Solving a triangle by angle, circumradius, and area The problem itself is as follows.

Consider a triangle $ABC$. The cosine of one of its interior angles is $m$, its circumradius is equal to $R$, and its area is equal to $S$. Solve this triangle: find its sides and angles.

By applying the sine theorem, I've got that the length of a side, opposite to the angle with the known cosine, which is $2R\sqrt{1-m^2}$. But I had no luck in advancing further, as it either results in too many unknowns. Most I could do is getting the product of sines of two unknown angles, from the formula $S=2R^2\sin\angle A\sin\angle B\sin\angle C$.
I'm looking for proofs that such triangle exists and is clearly defined, as well as the way to solve it if it is.
 A: This is a sketch of a solution. Let's say wlog that $\cos \angle A=m$. We have $a=2R\sqrt{1-m^2}$. We also have $2A=bc \sqrt{1-m^2}$ and $b=2R\sin \angle B$, $c=2R\sin \angle C$. On the other hand, $a^2=c^2+b^2-2bc \cdot m$. Thus, $4R^2(1-m^2)=4R^2\sin^2 \angle B+4R^2\sin^2 \angle C-\frac{4A\cdot m}{\sqrt{1-m^2}}$. Finally, $\sin \angle C=\sin (\angle A+\angle B)=m\sin \angle B+\sqrt{1-m^2}\cos \angle B$. Substituting this into above will give us equation to find $\sin \angle B$.
A: Below is my own answer on the problem I came up with. There may exist more elegant ways, but this is the most straightforward way of which I know.
Consider a triangle $ABC$ with circumradius $R$, area $S$, and $\cos\angle C=m$.

*

*Find the sine of $\angle C$ by using the famous trigonometric identity $\sin^2\alpha+\cos^2\alpha=1$. As all interior angles of the triangle have positive sines, we take the positive value, thus $\sin\angle C=\sqrt{1-\cos^2\angle C}=\sqrt{1-m^2}$.

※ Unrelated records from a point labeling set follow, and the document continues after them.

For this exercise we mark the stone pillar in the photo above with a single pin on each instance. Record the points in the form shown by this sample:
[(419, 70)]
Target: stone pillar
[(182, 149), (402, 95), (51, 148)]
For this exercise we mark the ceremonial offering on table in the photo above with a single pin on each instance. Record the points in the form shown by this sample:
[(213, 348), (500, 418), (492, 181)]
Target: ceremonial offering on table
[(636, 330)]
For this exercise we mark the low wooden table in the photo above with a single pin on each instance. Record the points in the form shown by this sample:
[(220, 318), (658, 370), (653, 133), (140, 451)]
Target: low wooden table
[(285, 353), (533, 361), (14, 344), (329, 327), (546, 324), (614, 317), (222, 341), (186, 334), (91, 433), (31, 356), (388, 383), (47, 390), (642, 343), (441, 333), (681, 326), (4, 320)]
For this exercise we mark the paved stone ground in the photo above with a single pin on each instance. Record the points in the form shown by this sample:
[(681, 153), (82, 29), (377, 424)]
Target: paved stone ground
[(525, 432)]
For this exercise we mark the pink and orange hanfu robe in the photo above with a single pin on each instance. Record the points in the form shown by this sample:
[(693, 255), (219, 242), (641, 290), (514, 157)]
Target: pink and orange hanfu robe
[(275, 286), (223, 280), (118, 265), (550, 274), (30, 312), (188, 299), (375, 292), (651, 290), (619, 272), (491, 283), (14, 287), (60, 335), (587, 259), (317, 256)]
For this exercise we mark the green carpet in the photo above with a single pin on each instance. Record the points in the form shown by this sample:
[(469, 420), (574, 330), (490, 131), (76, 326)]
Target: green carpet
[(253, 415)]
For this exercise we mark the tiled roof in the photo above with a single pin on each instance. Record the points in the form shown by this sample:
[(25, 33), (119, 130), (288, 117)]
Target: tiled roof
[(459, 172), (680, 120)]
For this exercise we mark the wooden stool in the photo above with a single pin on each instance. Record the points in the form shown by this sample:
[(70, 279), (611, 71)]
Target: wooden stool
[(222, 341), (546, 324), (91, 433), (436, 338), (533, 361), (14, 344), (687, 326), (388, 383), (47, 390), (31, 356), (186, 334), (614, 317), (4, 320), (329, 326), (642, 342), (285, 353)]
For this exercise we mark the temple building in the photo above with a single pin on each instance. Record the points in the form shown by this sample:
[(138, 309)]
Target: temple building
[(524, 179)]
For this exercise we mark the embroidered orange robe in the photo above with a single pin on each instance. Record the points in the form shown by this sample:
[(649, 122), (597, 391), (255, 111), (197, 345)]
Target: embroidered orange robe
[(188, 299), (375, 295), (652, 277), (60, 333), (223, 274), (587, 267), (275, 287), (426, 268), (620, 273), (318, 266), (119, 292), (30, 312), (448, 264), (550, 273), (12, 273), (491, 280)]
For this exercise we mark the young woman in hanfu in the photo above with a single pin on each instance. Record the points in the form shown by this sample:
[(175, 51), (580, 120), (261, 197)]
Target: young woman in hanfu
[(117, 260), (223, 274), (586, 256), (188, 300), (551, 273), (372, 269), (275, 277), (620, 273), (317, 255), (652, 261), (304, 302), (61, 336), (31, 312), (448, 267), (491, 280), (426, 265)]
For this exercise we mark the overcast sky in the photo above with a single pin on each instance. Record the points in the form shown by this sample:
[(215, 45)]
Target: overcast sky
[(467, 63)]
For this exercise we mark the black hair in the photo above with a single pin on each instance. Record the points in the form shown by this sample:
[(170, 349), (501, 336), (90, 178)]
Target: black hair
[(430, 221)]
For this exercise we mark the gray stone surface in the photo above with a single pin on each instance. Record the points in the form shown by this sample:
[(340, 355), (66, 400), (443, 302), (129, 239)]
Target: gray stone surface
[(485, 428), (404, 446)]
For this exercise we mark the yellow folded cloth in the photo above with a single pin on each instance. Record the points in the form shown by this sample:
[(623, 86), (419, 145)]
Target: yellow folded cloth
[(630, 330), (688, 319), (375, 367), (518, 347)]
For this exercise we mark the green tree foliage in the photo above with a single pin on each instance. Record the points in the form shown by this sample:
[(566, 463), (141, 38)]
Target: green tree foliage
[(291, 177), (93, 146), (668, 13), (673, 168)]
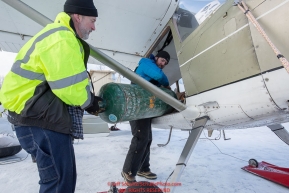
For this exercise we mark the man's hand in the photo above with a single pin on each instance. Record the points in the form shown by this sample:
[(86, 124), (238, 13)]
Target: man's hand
[(96, 107), (168, 87)]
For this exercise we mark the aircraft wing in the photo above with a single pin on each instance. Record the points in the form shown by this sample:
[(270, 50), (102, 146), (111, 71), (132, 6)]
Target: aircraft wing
[(125, 30)]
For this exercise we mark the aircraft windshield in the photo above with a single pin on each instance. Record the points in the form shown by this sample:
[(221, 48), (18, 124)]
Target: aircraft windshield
[(192, 13)]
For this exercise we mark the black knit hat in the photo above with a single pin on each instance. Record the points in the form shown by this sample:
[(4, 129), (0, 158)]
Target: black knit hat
[(164, 54), (81, 7)]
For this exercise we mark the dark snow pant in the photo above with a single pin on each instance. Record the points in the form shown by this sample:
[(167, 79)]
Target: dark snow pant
[(54, 155), (138, 155)]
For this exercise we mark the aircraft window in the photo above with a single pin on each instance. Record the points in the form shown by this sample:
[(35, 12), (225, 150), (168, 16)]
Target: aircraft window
[(191, 13)]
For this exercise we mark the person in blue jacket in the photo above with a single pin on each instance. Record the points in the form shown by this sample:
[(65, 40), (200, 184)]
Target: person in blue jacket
[(138, 156)]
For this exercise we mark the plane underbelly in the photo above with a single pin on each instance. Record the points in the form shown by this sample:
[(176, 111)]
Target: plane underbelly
[(237, 104), (278, 87)]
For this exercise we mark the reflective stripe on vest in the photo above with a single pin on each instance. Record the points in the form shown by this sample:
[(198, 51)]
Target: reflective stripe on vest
[(58, 84)]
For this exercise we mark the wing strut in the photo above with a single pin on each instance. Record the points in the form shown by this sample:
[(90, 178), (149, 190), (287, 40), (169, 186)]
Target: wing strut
[(187, 151), (108, 61)]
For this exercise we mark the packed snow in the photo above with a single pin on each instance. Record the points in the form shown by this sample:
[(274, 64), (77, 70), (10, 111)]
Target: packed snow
[(214, 167)]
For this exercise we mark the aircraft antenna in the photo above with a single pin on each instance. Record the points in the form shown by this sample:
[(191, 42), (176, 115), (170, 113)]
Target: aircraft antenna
[(250, 16)]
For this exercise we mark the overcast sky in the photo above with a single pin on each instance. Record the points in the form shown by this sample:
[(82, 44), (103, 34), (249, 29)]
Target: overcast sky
[(6, 61)]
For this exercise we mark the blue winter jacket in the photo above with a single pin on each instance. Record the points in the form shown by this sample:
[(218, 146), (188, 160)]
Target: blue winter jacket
[(148, 69)]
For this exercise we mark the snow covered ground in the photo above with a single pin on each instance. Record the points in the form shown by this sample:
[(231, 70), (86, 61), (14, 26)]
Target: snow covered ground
[(100, 158)]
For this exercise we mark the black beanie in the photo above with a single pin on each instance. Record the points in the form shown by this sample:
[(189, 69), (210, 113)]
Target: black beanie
[(81, 7), (164, 54)]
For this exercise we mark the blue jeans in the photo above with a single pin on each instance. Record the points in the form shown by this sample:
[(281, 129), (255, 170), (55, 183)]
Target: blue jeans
[(138, 156), (54, 155)]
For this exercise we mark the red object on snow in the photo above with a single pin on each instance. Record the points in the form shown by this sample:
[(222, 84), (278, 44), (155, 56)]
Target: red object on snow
[(270, 172)]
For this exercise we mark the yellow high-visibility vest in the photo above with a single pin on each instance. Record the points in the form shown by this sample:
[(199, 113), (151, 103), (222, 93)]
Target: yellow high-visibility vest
[(54, 55)]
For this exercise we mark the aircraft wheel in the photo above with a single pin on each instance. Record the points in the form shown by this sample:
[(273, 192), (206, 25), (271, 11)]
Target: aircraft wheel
[(253, 163)]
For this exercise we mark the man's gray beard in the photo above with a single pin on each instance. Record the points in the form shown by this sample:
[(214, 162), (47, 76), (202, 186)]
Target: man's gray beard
[(84, 33), (85, 37)]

*Find the length of side $AB$, opposite to $\angle C$, by using the law of sines. Thus, $AB=2R\sin\angle C=2R\sqrt{1-m^2}$.

*Find the product of two other sides. For that, find the altitude of triangle $ABC$ to side $AB$ by using the formula $h_{AB}=\dfrac{2S}{AB}$. Now, if we equate two formulas for the area of a triangle, we get $\dfrac{AB\cdot BC\cdot AC}{4R}=\dfrac{1}{2}AB\cdot h_{AB}$, which we can transform further:
$$\begin{align*}
\dfrac{AB\cdot BC\cdot AC}{4R} = \dfrac{1}{2}AB\cdot h_{AB}\ \ &\Leftrightarrow\ \ \dfrac{BC\cdot AC}{2R} = h_{AB} \\
&\Leftrightarrow\ \ \dfrac{BC\cdot AC}{2R} = \dfrac{2S}{AB} \\
&\Leftrightarrow\ \ BC\cdot AC = \dfrac{4RS}{AB}
\end{align*}$$
Thus, $BC = \dfrac{4RS}{AB\cdot AC}$.

*By using the law of cosines, we get $AB^2=BC^2+AC^2-2\cdot BC\cdot AC\cos\angle C$. Here, we can substitute $BC\cdot AC = \dfrac{4RS}{AB}$, and $BC = \dfrac{4RS}{AB\cdot AC}$. We get:
$$\begin{align*}
AB^2=\left(\dfrac{4RS}{AB\cdot AC}\right)^2+AC^2-2\cdot \dfrac{4mRS}{AB}
\end{align*}$$
Here, we know everything except $AC$, and we can find both unknown sides by simplifying the last formula into the biquadratic equation, positive roots of which are sides $BC$ and $AC$. Finally, to find the other angles, one can use the law of cosines if the given angle is obtuse ($m < 0$), as there is only one obtuse angle in the triangle, or the law of cosines in all other cases.